Skip site navigation (1)Skip section navigation (2)
Date:      Sun, 16 Jun 1996 12:47:40 +1000
From:      Bruce Evans <bde@zeta.org.au>
To:        nate@sri.MT.net, wollman@lcs.mit.edu
Cc:        current@FreeBSD.org
Subject:   Re: NTP gurus
Message-ID:  <199606160247.MAA01710@godzilla.zeta.org.au>

next in thread | raw e-mail | index | archive | help
>The difference between the nominal and measured frequency of the timer
                                                 period
>(as determined by Bruce's code) is about 10 ns in the period of the
>oscillator (which is about 838.1 us); by my calculation, this could
>account for about one second per day.

The oscillator period is actually about 838.1 ns.  The difference needs
to be 10/1000 ns to be consistent with this and a drift of 1 second/day.

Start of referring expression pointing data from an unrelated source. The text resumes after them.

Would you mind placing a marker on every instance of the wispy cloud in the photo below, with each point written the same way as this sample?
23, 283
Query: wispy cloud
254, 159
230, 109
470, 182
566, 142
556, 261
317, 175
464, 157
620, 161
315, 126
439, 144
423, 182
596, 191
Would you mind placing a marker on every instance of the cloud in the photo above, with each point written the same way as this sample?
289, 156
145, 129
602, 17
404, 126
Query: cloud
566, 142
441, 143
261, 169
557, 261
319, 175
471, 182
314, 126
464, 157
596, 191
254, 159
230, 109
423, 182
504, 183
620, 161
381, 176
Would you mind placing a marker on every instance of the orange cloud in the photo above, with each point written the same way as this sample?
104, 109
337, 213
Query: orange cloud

On one of my systems, the difference between the periods is about 64 times
as large - far too large.  The (rtc) reference clock seems to be accurate
to 1 second per day or better, so using the measured frequency reduces the
drift from about 64 seconds/day to only a few seconds/day.

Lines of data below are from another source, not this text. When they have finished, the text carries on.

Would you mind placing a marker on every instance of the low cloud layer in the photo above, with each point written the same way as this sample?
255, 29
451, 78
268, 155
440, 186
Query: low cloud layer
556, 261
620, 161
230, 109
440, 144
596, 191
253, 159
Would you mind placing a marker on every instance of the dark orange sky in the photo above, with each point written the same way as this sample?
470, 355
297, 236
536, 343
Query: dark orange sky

>I suspect that there is enough
>hour-to-hour variation in the oscillator for this difference to make
>no matter.

I hope the hour-to-hour variation is quite small and the long term variation
is smaller.  However, the current code has a builtin rounding error of
between -0.5 and 0.5 parts per (timer_freq/hz), because the timer frequency
has to be converted to a maximum count of approximately (timer_freq/hz) and
the fractional part is discarded.  For the usual timer_freq and hz, this
translates to an error of up to 41 parts/million = 3.5 seconds/day.  1
second/day is already better than you should expect.  (You could expect
better if the nominal timer_freq is a multiple of hz, but it isn't.).